A New Method to Measure the Semantic Similarity of GO Terms
(Supplement Information)

James Z. Wang, Zhidian Du, Rapeeporn Payattakool, Philip S. Yu, and Chin-Fu Chen

Summary of Evaluation Results:

Total # of pathways in the SGD website 152
# of pathways having at least 3 genes 111
# of pathways used in evaluation 111
# of evaluations showing that our method is better 66
# of evaluations showing that both methods are equal 45
# of evaluations showing that our method is worse 0

Evaluation Analysis Details:

http://bioinformatics.clemson.edu/Publication/Supplement/pathway.htm

Note: the pathway figures used in our evaluation are directly copied from the SGD website. Copyright information for these pathway figures can be found at the bottom of the main page in the SGD database website http://www.yeastgenome.org/. Other figures in our evaluation are produced by our gene clustering tools and GO visualization tool.

Explanation of the Evaluation Method:

The evaluation of semantic similarity measurement methods is a challenging task because it usually requires human involvement. In natural language domain, most studies collect a small set of term pairs and let people rank their semantic similarities. Then, the correlations between the measured semantic similarity values and the human similarity rankings are used to evaluate the semantic similarity measurement method. In this paper, we use a similar approach to evaluate our similarity measurement algorithm. We use the gene annotation and classification information for pathways manually curated by researchers in the SGD database (http://pathway.yeastgenome.org/biocyc/) as the reference for our similarity measurement. Although recent studies (Wang et al., 2004; Sevilla et al., 2005; Guo et al., 2006) used the correlation with gene sequence or gene expression similarities to evaluate the semantic similarity measurement methods, the feasibility of this evaluation method is still debatable because there is not always correlation between the gene functional similarities and the gene sequence or gene expression similarities.

To demonstrate the advantages of our similarity measurement algorithm over the existing methods, we implemented two online gene-clustering tools (http://bioinformatics.clemson.edu/G-SESAME/knowledgeDiscovery.html) based on our algorithm and Resnik's method respectively. These tools first measure the functional similarities between the input genes and, then, cluster the genes based on the obtained similarity values. We also implement a visualization tool to display the annotation information for a pair of genes on the molecular function ontology to demonstrate the functional similarity of these two genes. With the annotation information in the pathway and GO database (visualized by our visualization tool if necessary), we can evaluate whether the similarity values obtained by a similarity measurement method are consistent with human perspectives by visual examination.

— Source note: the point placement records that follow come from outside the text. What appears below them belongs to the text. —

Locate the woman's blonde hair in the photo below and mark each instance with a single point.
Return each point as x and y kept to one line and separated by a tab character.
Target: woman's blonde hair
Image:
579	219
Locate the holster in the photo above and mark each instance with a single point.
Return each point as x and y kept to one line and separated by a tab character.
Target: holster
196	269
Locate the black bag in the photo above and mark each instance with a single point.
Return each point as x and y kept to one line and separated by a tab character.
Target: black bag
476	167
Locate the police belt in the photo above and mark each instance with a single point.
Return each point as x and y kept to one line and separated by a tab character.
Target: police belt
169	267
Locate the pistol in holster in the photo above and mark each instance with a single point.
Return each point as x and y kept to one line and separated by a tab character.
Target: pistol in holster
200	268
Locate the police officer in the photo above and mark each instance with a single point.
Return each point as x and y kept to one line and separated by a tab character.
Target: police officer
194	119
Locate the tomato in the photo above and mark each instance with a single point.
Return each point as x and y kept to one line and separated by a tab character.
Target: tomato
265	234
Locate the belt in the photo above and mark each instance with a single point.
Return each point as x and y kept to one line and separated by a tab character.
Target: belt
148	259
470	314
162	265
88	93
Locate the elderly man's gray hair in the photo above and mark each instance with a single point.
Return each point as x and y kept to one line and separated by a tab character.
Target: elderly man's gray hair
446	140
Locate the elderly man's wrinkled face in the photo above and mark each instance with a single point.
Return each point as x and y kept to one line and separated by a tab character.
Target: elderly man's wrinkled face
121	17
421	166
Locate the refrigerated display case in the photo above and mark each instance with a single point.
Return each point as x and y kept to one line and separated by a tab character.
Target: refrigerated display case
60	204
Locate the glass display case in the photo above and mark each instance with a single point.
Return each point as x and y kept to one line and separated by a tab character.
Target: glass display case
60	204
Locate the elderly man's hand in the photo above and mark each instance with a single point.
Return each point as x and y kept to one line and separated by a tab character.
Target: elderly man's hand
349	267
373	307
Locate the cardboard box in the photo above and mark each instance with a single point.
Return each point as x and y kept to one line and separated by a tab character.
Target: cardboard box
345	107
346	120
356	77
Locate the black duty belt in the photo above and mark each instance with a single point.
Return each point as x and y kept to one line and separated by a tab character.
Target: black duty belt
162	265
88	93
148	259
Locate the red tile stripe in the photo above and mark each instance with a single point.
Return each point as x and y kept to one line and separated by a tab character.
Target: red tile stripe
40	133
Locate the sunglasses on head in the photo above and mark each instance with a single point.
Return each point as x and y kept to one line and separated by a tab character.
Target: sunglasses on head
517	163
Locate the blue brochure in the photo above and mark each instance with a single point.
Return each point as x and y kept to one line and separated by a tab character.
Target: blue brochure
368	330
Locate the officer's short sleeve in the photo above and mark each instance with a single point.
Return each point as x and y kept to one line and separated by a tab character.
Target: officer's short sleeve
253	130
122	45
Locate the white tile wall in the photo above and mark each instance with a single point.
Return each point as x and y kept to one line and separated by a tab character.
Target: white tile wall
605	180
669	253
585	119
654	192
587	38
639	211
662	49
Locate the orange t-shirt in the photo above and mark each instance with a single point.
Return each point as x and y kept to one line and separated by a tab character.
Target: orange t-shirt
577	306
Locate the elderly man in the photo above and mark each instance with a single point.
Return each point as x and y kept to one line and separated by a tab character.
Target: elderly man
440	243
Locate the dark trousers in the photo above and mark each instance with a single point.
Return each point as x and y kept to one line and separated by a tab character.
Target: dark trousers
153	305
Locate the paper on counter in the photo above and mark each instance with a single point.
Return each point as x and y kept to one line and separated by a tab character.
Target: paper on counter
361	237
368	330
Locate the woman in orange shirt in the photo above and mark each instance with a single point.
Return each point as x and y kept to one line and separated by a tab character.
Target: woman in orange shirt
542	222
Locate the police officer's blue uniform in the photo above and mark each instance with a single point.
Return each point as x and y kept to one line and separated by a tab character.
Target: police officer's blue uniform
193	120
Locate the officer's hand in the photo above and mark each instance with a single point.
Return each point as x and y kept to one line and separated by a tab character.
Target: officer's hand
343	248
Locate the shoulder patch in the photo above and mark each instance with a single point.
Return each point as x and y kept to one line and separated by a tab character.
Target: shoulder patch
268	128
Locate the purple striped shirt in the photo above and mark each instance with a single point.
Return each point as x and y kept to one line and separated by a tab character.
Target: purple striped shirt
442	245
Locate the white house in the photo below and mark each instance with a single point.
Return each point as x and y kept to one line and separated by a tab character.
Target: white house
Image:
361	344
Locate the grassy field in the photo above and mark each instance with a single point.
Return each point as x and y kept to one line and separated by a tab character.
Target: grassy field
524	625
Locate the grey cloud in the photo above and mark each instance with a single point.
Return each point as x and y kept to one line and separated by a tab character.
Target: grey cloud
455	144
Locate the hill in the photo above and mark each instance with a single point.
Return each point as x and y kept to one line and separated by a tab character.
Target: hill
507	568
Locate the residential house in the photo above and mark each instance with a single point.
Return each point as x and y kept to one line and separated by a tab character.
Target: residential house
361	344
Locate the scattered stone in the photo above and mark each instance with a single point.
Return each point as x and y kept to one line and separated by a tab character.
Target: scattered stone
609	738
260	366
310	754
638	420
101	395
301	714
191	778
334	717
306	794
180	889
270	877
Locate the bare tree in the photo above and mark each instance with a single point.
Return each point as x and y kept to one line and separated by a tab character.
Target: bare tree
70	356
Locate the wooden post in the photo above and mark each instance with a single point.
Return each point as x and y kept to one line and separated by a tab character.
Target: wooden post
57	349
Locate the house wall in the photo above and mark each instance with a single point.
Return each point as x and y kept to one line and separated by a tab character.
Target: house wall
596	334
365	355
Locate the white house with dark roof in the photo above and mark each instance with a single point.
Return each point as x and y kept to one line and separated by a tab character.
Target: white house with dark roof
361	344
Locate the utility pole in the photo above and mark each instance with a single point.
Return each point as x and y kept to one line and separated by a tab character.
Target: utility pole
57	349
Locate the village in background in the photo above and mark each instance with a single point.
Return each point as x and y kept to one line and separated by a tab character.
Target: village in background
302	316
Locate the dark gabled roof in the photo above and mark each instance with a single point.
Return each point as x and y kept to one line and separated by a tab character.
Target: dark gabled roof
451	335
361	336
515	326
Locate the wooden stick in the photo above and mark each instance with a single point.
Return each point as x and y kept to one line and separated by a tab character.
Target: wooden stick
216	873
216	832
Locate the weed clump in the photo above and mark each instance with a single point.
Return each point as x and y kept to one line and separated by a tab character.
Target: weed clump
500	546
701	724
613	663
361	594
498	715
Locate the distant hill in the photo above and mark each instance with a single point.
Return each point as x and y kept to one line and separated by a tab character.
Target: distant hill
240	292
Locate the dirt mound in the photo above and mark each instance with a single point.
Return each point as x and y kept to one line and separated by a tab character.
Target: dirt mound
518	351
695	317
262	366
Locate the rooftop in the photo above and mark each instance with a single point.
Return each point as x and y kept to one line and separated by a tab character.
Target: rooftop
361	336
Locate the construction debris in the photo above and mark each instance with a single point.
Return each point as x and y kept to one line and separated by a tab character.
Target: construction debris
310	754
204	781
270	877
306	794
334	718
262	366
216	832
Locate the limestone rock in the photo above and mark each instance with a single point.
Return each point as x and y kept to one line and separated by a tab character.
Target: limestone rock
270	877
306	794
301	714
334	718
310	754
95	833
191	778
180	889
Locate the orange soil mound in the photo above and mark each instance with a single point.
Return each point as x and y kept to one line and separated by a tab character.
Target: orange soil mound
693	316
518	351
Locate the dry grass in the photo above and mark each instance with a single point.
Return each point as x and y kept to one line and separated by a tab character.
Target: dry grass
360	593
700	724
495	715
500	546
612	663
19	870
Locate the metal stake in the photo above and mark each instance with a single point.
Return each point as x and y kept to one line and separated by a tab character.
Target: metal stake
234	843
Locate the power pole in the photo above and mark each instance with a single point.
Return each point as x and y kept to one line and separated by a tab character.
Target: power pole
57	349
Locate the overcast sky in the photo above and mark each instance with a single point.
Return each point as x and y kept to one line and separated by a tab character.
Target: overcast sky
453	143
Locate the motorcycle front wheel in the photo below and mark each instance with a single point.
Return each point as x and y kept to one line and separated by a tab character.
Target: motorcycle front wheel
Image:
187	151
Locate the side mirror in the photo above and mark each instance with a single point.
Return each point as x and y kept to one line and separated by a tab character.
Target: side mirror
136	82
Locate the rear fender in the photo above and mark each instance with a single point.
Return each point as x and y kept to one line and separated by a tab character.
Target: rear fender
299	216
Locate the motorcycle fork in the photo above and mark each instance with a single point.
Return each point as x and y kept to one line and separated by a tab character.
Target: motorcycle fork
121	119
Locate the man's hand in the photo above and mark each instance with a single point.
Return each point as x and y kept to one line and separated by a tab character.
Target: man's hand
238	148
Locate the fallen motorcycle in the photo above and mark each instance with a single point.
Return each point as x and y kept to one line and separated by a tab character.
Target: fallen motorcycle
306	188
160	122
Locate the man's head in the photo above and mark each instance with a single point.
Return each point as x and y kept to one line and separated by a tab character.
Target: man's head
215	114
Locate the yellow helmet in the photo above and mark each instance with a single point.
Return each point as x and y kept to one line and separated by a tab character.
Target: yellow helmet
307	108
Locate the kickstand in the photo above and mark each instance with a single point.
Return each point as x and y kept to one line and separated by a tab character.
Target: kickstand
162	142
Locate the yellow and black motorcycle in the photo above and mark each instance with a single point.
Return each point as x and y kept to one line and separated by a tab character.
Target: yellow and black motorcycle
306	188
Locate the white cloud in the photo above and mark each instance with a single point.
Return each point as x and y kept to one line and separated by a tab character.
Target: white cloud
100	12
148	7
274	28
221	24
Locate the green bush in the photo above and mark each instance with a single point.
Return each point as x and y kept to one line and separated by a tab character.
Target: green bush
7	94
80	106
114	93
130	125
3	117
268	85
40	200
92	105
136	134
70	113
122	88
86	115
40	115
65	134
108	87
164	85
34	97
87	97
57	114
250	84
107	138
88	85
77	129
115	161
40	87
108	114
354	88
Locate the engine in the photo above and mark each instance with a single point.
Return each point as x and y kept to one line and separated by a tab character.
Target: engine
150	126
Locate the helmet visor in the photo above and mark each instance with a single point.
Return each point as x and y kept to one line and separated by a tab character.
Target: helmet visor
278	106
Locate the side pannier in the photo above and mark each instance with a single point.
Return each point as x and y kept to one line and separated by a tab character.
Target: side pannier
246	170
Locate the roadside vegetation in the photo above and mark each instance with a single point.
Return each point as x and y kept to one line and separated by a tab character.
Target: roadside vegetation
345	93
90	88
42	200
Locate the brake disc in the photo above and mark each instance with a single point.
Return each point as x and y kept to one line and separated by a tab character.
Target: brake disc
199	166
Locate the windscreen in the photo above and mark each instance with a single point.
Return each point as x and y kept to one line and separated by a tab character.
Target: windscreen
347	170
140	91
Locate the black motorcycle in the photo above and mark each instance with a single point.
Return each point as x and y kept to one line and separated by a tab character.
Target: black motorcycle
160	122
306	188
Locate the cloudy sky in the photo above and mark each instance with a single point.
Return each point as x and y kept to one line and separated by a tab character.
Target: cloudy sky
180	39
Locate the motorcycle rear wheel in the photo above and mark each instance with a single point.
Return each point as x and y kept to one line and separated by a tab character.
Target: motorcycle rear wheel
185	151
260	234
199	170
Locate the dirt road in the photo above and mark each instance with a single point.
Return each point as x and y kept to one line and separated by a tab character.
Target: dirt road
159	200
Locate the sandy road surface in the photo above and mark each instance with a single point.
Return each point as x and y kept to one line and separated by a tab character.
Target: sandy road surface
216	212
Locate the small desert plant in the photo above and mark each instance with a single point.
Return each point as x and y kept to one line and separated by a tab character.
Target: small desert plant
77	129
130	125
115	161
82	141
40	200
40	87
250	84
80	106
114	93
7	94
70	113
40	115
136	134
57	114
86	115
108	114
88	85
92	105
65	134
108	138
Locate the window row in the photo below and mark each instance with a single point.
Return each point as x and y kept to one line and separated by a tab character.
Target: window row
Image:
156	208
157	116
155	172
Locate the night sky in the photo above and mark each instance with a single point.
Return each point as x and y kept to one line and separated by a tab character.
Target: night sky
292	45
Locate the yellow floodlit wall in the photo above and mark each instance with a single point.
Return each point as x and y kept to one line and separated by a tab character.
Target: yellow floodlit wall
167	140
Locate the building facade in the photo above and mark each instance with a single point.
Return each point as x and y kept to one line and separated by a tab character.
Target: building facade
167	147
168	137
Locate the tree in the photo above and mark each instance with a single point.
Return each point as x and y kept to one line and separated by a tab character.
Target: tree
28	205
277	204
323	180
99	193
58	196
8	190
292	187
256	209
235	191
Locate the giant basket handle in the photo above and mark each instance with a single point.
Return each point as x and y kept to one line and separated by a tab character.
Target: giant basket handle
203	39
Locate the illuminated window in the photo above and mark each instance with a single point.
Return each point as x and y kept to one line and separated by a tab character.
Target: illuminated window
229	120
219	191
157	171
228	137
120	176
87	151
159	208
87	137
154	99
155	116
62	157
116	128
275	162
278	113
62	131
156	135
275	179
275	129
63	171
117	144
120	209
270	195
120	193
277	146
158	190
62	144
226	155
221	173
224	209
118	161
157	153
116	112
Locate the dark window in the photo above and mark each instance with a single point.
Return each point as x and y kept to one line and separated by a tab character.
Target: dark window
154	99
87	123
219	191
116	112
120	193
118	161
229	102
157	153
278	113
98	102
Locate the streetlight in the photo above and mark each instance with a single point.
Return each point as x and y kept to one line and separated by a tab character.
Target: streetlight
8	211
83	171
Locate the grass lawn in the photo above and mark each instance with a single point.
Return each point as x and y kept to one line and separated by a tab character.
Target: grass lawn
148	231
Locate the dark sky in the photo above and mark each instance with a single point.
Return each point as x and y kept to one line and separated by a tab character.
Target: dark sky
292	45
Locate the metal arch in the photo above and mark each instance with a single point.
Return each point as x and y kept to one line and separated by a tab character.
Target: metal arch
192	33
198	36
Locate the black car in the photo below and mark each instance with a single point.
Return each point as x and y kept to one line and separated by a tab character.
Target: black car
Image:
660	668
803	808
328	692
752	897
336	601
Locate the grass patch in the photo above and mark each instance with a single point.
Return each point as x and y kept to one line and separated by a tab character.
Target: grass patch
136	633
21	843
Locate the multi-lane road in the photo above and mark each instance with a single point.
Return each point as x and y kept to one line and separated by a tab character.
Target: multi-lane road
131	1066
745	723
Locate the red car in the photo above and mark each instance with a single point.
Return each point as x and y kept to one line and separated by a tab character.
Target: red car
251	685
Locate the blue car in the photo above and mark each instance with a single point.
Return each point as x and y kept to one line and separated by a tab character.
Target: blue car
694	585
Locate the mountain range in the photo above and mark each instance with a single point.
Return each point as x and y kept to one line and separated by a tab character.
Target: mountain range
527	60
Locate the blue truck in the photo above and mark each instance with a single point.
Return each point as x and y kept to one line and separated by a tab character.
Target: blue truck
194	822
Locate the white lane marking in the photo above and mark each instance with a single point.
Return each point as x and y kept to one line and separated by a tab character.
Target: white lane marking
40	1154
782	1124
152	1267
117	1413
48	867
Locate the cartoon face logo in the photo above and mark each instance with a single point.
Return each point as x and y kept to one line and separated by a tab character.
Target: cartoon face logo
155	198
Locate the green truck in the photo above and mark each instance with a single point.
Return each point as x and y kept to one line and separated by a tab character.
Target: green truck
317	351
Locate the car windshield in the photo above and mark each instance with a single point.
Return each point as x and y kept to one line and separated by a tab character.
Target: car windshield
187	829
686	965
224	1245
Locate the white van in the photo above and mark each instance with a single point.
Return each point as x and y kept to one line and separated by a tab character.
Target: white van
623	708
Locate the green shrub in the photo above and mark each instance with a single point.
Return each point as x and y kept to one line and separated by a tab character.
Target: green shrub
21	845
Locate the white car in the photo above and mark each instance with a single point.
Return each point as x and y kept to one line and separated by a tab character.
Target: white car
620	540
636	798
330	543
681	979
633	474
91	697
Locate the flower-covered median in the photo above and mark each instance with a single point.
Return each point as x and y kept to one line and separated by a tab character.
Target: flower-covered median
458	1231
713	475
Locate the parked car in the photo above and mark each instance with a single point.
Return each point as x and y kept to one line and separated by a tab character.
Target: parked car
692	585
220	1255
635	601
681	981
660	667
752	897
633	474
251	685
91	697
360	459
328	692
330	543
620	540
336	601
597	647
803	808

In our evaluation details page at http://bioinformatics.clemson.edu/Publication/Supplement/pathway.htm, we list all pathways retrieved from the SGD database and the hyper links to these pathways in the SGD database. We did not evaluate the pathways in which the numbers of genes are less than 3, because the similarity values and clustering results of 1 or 2 genes do not provide enough information for evaluation. For pathways containing at least 3 genes, we use gene clustering tools based on Resnik's method and our method respectively to cluster the genes in these pathways. We analyze the similarity values and clustering results using the annotation information from GO database (visualized by our visualization tool if necessary) and the annotation information containing in SGD pathway figures. For each pathway, we present the conclusion of our evaluation and a hyper link to our analysis details.

In our analyses, if Resnik's method and G-SESAME created the same clustering results and there is no clear evidence showing any of these two methods produced unreasonable similarity values even though different values are used for the similarities, our conclusion is "Both methods are equal". If there are clear evidences showing which method is better, we discuss these evidences and explain why one method is better than the other.

Our evaluation results show that the similarity values and clustering results obtained by our algorithm are consistent with human perspectives while similarity values and clustering results obtained by Resnik's method are often inconsistent with the human perception. Specifically, our method is shown to be better than Resnik's method in 66 of the total 111 evaluations. In other 45 cases, the similarity values and clustering results obtained by both methods are very similar. There is not a single case that Resnik's method is shown to be better than our approach.